Both Donerail Group and MarineMax have issued new open letters outlining their positions following the US hedge fund’s unsolicited $35 per share bid.
Latest developments
In a further open letter dated 23 February, Donerail Group, states: ‘We are disappointed that, despite submitting our initial proposal nearly six weeks ago on 13 January 2026, alongside a more detailed proposal on 1 February 2026, providing clear evidence of financing capability from leading global investment partners, the board has not provided any meaningful feedback on our proposal, does not appear to have established a bona fide process to evaluate our proposal, nor has it provided access to customary confidential information necessary to finalize a fully binding proposal.’
MarineMax board responds
Recreational boat retailer, marina operator and superyacht services company, MarineMax has issued a further statement in response.
In the statement, MarineMax confirms that, with the assistance of its independent financial and legal advisors, the company has been engaging with Donerail and evaluating its unsolicited indication of interest to acquire the company (‘the indication of interest’).
The MarineMax statement reads:
‘Following receipt of the indication of interest, the company promptly responded to Donerail with customary diligence questions aimed at facilitating the board’s evaluation of Donerail’s interest, funding sources and execution certainty.

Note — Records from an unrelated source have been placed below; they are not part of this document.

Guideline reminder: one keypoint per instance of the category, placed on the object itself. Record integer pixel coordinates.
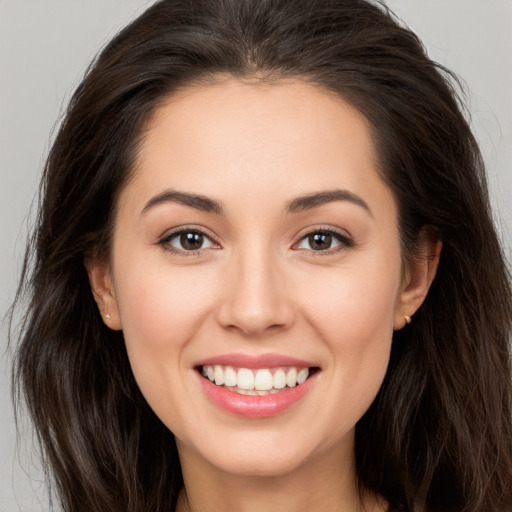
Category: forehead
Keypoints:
(284, 139)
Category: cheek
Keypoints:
(354, 318)
(161, 308)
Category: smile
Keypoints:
(256, 387)
(255, 382)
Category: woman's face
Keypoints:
(257, 244)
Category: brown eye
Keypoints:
(320, 241)
(324, 241)
(191, 241)
(187, 241)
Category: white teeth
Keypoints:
(302, 375)
(219, 375)
(245, 379)
(229, 376)
(263, 380)
(255, 382)
(279, 379)
(291, 378)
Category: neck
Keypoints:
(328, 484)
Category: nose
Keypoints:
(255, 298)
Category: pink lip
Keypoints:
(251, 361)
(249, 406)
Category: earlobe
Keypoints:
(418, 279)
(100, 280)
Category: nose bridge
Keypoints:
(255, 297)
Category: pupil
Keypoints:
(320, 241)
(191, 241)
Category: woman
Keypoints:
(265, 274)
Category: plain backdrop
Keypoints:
(45, 46)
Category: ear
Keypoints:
(100, 279)
(417, 278)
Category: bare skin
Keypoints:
(295, 251)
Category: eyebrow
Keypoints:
(298, 204)
(196, 201)
(320, 198)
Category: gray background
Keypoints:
(45, 46)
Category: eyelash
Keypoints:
(165, 241)
(344, 241)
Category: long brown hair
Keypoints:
(438, 437)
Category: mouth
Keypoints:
(256, 381)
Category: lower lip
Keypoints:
(250, 406)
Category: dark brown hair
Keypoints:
(438, 437)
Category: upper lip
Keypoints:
(255, 361)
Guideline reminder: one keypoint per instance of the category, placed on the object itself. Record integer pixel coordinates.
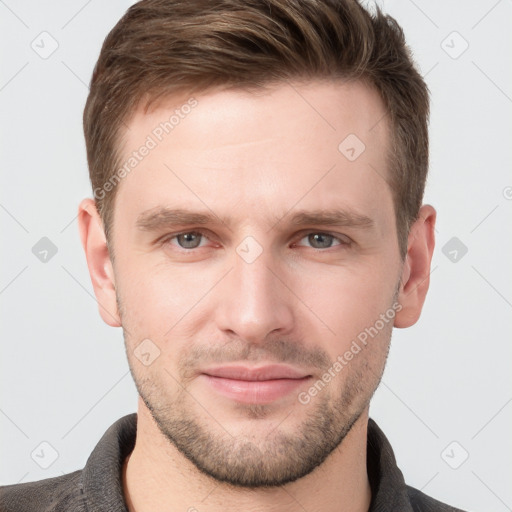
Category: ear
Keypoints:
(415, 278)
(101, 271)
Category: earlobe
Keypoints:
(415, 277)
(100, 267)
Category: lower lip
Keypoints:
(254, 392)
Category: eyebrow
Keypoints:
(159, 218)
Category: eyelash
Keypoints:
(339, 238)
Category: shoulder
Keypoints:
(49, 495)
(422, 503)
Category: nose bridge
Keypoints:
(253, 303)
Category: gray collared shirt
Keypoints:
(98, 487)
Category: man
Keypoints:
(257, 231)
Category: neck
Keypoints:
(156, 476)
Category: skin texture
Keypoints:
(253, 160)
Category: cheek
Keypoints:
(349, 299)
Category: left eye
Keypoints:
(323, 240)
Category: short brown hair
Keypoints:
(163, 47)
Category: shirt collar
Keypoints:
(102, 488)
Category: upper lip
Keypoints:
(256, 373)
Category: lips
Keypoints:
(254, 385)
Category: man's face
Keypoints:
(248, 310)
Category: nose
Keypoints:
(253, 301)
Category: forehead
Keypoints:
(259, 152)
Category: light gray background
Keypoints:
(64, 373)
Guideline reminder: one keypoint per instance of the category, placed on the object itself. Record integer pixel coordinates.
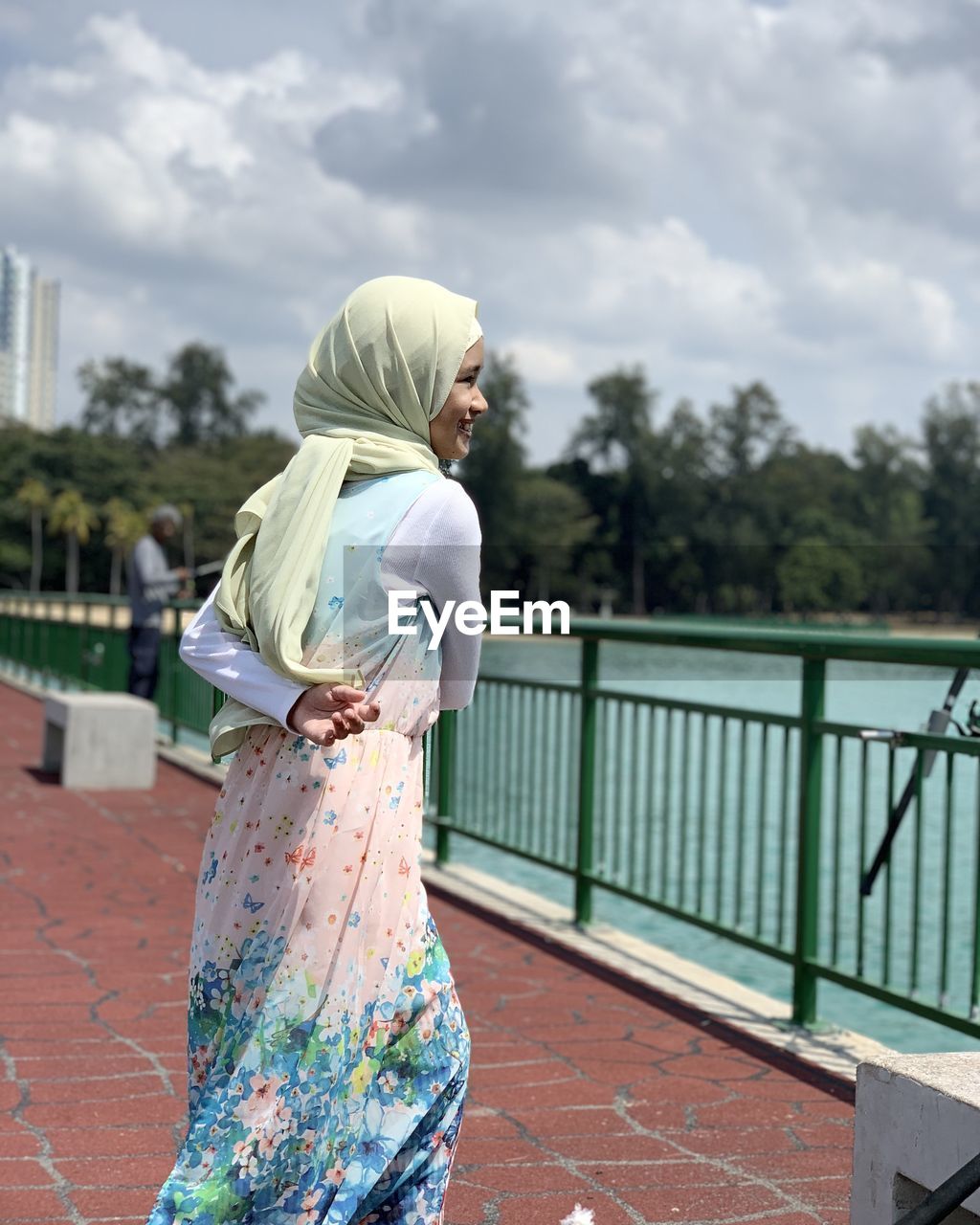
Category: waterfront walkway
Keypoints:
(580, 1092)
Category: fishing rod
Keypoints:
(939, 722)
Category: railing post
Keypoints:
(586, 782)
(174, 679)
(808, 843)
(445, 782)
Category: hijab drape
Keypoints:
(376, 376)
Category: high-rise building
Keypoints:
(29, 342)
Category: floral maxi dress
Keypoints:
(327, 1048)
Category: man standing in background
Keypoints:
(151, 583)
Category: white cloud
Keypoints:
(724, 191)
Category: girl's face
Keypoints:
(450, 432)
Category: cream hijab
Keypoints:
(376, 376)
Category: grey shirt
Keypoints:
(151, 581)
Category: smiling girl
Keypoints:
(328, 1053)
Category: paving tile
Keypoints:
(580, 1092)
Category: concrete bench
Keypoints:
(917, 1123)
(99, 742)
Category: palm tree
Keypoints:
(34, 495)
(187, 510)
(74, 519)
(123, 525)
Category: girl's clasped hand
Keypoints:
(324, 713)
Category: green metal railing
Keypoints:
(752, 825)
(79, 642)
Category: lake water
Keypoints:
(869, 695)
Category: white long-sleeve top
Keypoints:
(434, 549)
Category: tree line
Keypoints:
(648, 508)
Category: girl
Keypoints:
(328, 1053)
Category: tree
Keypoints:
(197, 393)
(889, 482)
(122, 397)
(555, 521)
(747, 430)
(33, 494)
(74, 519)
(123, 527)
(950, 435)
(620, 434)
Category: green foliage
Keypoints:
(193, 397)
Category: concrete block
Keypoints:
(100, 742)
(917, 1123)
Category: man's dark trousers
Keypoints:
(145, 653)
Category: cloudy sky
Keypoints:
(720, 189)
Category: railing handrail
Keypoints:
(795, 642)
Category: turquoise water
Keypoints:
(867, 695)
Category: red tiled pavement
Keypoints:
(580, 1092)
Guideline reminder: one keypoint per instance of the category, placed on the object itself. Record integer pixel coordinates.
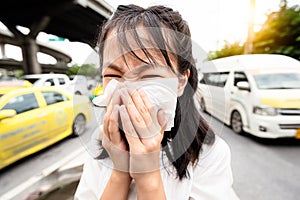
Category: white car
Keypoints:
(257, 94)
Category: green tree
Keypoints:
(280, 34)
(85, 69)
(229, 49)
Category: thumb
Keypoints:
(161, 119)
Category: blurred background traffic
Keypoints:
(49, 73)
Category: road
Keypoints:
(262, 169)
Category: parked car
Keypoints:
(78, 84)
(33, 118)
(258, 94)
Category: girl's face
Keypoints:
(133, 69)
(128, 67)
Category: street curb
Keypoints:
(27, 185)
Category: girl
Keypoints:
(143, 154)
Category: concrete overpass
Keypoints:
(76, 20)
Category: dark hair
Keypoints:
(184, 142)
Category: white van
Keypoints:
(258, 94)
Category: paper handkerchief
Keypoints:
(162, 92)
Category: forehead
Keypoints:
(126, 48)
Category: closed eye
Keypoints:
(112, 76)
(151, 76)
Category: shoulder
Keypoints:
(213, 173)
(214, 157)
(218, 150)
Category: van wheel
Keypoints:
(236, 122)
(79, 125)
(202, 105)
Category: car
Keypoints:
(97, 91)
(33, 118)
(80, 84)
(257, 94)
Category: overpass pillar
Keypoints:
(2, 49)
(29, 52)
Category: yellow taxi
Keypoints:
(97, 91)
(32, 118)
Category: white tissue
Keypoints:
(162, 92)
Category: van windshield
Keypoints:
(278, 81)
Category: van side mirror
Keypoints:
(4, 114)
(243, 85)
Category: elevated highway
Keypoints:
(76, 20)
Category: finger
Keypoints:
(142, 109)
(113, 127)
(135, 117)
(130, 133)
(149, 105)
(161, 120)
(116, 100)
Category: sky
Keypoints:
(211, 23)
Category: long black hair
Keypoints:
(184, 142)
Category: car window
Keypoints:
(61, 81)
(31, 80)
(54, 97)
(22, 103)
(239, 76)
(50, 80)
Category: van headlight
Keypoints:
(265, 111)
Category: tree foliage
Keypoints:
(280, 34)
(229, 49)
(85, 69)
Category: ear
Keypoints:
(182, 81)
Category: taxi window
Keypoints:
(51, 81)
(54, 97)
(61, 81)
(22, 103)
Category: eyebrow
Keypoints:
(138, 69)
(114, 67)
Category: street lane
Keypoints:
(262, 169)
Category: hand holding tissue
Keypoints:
(162, 92)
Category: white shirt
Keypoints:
(210, 179)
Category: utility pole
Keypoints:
(249, 43)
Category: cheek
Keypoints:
(105, 82)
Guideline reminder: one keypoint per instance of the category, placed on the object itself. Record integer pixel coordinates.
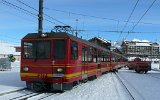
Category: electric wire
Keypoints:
(128, 19)
(141, 17)
(103, 18)
(130, 15)
(44, 13)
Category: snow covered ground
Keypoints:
(106, 87)
(10, 80)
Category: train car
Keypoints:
(139, 65)
(58, 61)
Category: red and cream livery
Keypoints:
(58, 61)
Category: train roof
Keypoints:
(64, 35)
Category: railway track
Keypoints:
(153, 76)
(1, 94)
(125, 87)
(130, 88)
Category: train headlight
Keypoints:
(59, 70)
(25, 69)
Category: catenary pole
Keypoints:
(40, 17)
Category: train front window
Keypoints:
(37, 49)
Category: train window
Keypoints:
(74, 50)
(43, 49)
(84, 54)
(95, 55)
(59, 49)
(37, 49)
(28, 50)
(90, 52)
(99, 56)
(108, 58)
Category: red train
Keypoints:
(58, 61)
(139, 66)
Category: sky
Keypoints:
(101, 18)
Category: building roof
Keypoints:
(6, 48)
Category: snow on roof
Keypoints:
(143, 44)
(6, 48)
(137, 40)
(104, 40)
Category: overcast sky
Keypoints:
(95, 18)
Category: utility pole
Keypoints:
(40, 17)
(76, 27)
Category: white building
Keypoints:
(6, 49)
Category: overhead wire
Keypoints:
(130, 15)
(141, 17)
(44, 13)
(103, 18)
(128, 18)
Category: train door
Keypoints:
(84, 63)
(59, 56)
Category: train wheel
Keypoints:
(141, 71)
(29, 85)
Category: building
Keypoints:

The company and its advisors have had three substantive calls with Donerail and its representatives.
‘The company also provided Donerail with a standard non-disclosure agreement (NDA) nearly two weeks ago to facilitate further engagement.
‘However, while Donerail has publicly expressed its desire to receive non-public information about our business twice (and criticised the company for not yet providing such information), Donerail has not yet executed – or even provided comments on – this simple, customary agreement.’
Shareholder vote becomes flashpoint
In its 23 February open letter, Donerail again urges shareholders to vote against the election of CEO Brett McGill as a director at the company’s upcoming 2026 annual meeting scheduled for 3 March.
Donerail reiterated its desire to immediately pursue its previously stated $35 per share all cash proposal to acquire the company, subject to confirmatory due diligence.
Donerail states: ‘Since our 9 February 2026, public letter, we have received substantial inbound engagement from shareholders, industry participants, and financial institutions expressing concern regarding MarineMax’s performance, governance, strategic direction, and willingness to engage potential strategic acquirors. These developments further support our long-held belief that MarineMax’s intrinsic value is significantly greater than its current share price reflects, and that decisive leadership and proper stewardship are required to unlock that value for shareholders. Quite simply, we believe shareholders deserve a Board that is willing to objectively evaluate credible opportunities to maximize value.’
The MarineMax board says it remains committed to carefully evaluating any credible proposal that has the potential to enhance shareholder value.
Unsolicited bid sparks governance row
Initial events earlier in February sparked the row. On 3 February, MarineMax issued a public statement confirming the offer had been received, but making clear it was unsolicited. On 11 February, Donerail issued a scathing public letter to MarineMax shareholders, accusing the company of ‘board entrenchment, nepotism, and obstruction of shareholder engagement’.